Derrière cette appellation, que nombre de nos concitoyens méconnaissent encore, se déploie en réalité un pan de l’économie française qui prend chaque année davantage de place. L’Economie sociale et solidaire, ou « ESS » selon l’expression désormais consacrée, regroupe en effet un vaste ensemble de petites entreprises, d’associations, de coopératives et d’organismes mutualistes, dont l’activité présente une utilité sociale avérée, soit parce qu’elle vient en soutien à un public vulnérable (accompagnement du handicap, de la dépendance liée à l’âge, des familles fragiles, des personnes en insertion, etc.), soit parce qu’elle contribue localement au maintien de la cohésion sociale et au développement durable.

Alors qu’il y a seulement quelques années, elle n’en était qu’à ses balbutiements, l’ESS pèse aujourd’hui près de 10 % du Produit intérieur brut (PIB) national, représente 2,4 millions d’emplois salariés (1 emploi privé sur 8) -par essence non délocalisables- et a connu cette dernière décennie une croissance supérieure du triple à celle du secteur privé traditionnel.

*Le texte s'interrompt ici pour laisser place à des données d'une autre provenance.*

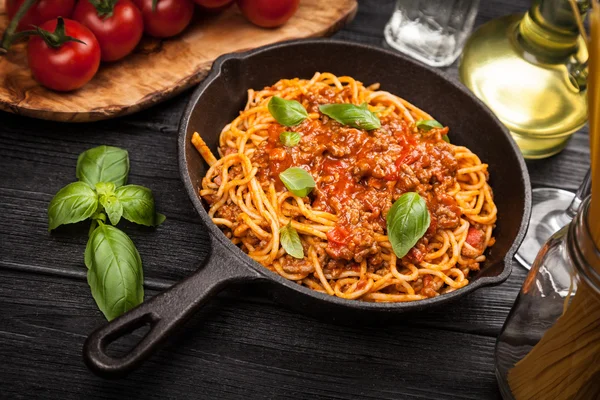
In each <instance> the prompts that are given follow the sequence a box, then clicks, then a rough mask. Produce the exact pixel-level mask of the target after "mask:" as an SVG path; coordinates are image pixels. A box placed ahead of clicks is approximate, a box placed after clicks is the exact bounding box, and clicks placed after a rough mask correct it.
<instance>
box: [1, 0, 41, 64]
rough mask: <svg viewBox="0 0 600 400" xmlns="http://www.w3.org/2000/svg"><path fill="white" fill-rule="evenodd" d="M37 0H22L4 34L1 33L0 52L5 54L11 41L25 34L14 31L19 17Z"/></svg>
mask: <svg viewBox="0 0 600 400" xmlns="http://www.w3.org/2000/svg"><path fill="white" fill-rule="evenodd" d="M37 1H38V0H25V1H24V2H23V4H21V7H19V9H18V10H17V13H16V14H15V16H14V17H13V19H11V20H10V23H9V24H8V27H7V28H6V30H5V31H4V35H2V42H0V54H6V53H7V52H8V49H9V48H10V46H11V45H12V44H13V42H14V41H15V40H16V39H18V38H20V37H23V36H25V35H20V34H18V33H15V32H16V31H17V26H18V25H19V22H20V21H21V19H23V16H25V14H26V13H27V11H29V9H30V8H31V7H32V6H33V5H34V4H35V2H37ZM28 32H32V31H28ZM22 33H24V32H22Z"/></svg>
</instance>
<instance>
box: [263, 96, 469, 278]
mask: <svg viewBox="0 0 600 400" xmlns="http://www.w3.org/2000/svg"><path fill="white" fill-rule="evenodd" d="M330 92H331V91H330ZM331 93H332V92H331ZM331 93H327V91H324V92H323V93H320V94H315V93H308V94H307V95H306V97H307V99H308V100H309V106H308V110H309V112H316V111H317V110H318V105H319V104H322V103H332V102H336V101H338V102H341V99H337V98H334V97H331ZM293 129H294V131H296V132H299V133H300V134H301V135H302V139H301V141H300V143H299V144H298V145H297V146H294V147H285V146H283V145H282V144H281V143H280V141H279V135H280V134H281V132H283V131H285V130H289V128H286V127H283V126H279V125H277V124H273V125H271V126H270V127H269V138H268V140H266V141H264V142H263V143H262V144H261V146H259V148H258V150H257V151H256V152H255V153H254V154H253V158H252V162H253V164H254V165H257V166H258V167H259V171H258V175H257V178H258V180H259V181H260V182H261V183H264V184H265V185H267V186H268V183H269V182H275V184H276V189H277V190H278V191H283V190H285V188H284V186H283V184H282V183H281V181H280V179H279V176H278V175H279V174H280V173H281V172H283V171H285V170H286V169H287V168H289V167H291V166H295V167H301V168H304V169H306V170H307V171H308V172H309V173H310V174H311V175H312V176H313V177H314V178H315V181H316V185H317V186H316V188H315V189H314V190H313V192H312V193H311V194H310V195H309V198H310V201H311V205H312V208H313V209H316V210H322V211H327V212H330V213H334V214H336V215H337V216H338V218H339V220H338V225H337V227H336V228H335V229H334V230H333V231H332V232H333V235H337V240H331V239H332V238H330V237H329V235H328V238H329V239H330V240H328V244H327V247H326V249H325V251H326V253H327V255H328V256H329V257H330V258H331V260H330V261H329V262H328V263H327V265H326V266H325V268H324V271H325V272H326V273H327V274H328V275H331V276H333V277H335V276H336V275H339V274H340V273H341V272H340V271H343V270H346V269H347V268H349V267H348V266H347V264H348V262H349V261H351V262H354V263H360V262H362V261H363V260H365V259H367V260H368V261H369V263H371V262H375V264H374V265H375V266H376V265H380V264H381V263H382V259H381V257H380V256H379V257H378V255H379V253H380V248H379V246H378V244H377V243H376V242H375V238H374V234H375V233H380V234H385V228H386V220H385V217H386V215H387V212H388V210H389V209H390V207H391V206H392V204H393V202H394V201H395V200H397V199H398V198H399V197H400V196H401V195H402V194H404V193H406V192H409V191H412V192H417V193H419V194H420V195H421V196H422V197H423V198H424V199H425V201H426V203H427V207H428V209H429V212H430V217H431V224H430V227H429V229H428V231H427V232H426V234H425V236H424V237H423V238H421V239H420V240H419V242H418V243H417V244H416V245H415V247H414V248H413V249H412V250H411V251H410V252H409V254H408V255H407V256H406V257H408V259H409V260H410V261H411V262H415V263H416V262H420V261H422V259H423V256H424V254H425V251H426V247H425V246H426V243H428V241H429V240H430V239H431V238H432V237H434V236H435V235H436V233H437V230H438V229H454V228H456V227H458V226H459V221H460V215H461V211H460V208H459V207H458V205H457V204H456V202H455V200H454V199H453V198H452V197H451V196H449V195H448V194H446V193H447V191H448V189H449V188H452V187H453V186H454V184H455V176H456V173H457V168H458V166H457V165H458V164H457V161H456V159H455V158H454V155H453V153H452V148H451V146H450V145H448V144H446V142H444V141H441V140H440V139H439V137H440V135H443V134H445V133H447V128H444V129H439V130H436V129H433V130H431V131H429V132H427V133H423V132H417V131H416V130H415V128H414V127H413V126H412V125H409V124H407V123H404V122H402V121H399V120H397V119H389V118H385V117H384V118H381V128H380V129H377V130H373V131H369V132H367V131H363V130H359V129H354V128H351V127H347V126H343V125H341V124H339V123H338V122H336V121H334V120H331V119H329V118H327V117H326V116H321V118H320V119H318V120H311V119H307V120H305V121H304V122H302V123H301V124H300V125H298V126H296V127H294V128H293ZM330 233H331V232H330ZM342 233H343V234H342ZM377 257H378V258H377ZM338 260H339V261H342V260H343V261H344V263H338V262H337V261H338ZM351 265H353V267H351V268H356V265H358V264H351ZM289 270H290V272H292V270H296V269H295V268H289Z"/></svg>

Ce potentiel de développement très prometteur, qui tire son succès des limites d’un modèle économique uniquement fondé sur la recherche du profit est un atout pour notre pays. Le consolider, le soutenir, l’encourager, c’est permettre la création de dizaines de milliers d’emplois durables, l’avènement d’un nouveau modèle de consommation plus responsable et la promotion d’un système de gouvernance et de gestion des entreprises plus respectueux de l’humain, moins axé sur la rentabilité à tout prix.

En donnant une définition législative claire des organismes pouvant relever de ce segment de l’économie, en proposant une meilleure structuration des acteurs qui le compose, en introduisant de nouveaux dispositifs de soutien de l’Etat à leur essor, le projet de loi relatif à l’économie sociale et solidaire vise à répondre à l’ensemble de ces enjeux. Il introduit également deux avancées significatives en matière de protection de l’emploi et de préservation des activités en perte de vitesse, mais qui demeurent rentables. La première concerne la création d’un droit d’information préalable des salariés des PME de moins de 50 personnes en cas de cession de leur entreprise, afin de les inciter à se porter acquéreur. La deuxième, qui reprend l’une des dispositions retravaillée de la loi dite « Florange » que le Conseil constitutionnel avait en partie invalidée, fait obligation aux entreprises de rechercher un repreneur en cas de projet de fermeture entrainant un licenciement collectif.

Enfin, ce texte prend toute sa place parmi les dispositifs déjà mis en œuvre par la majorité parlementaire depuis le début de la législature, pour contribuer au recul du chômage et accompagner la reprise de la croissance économique dont la France a besoin pour se redresser.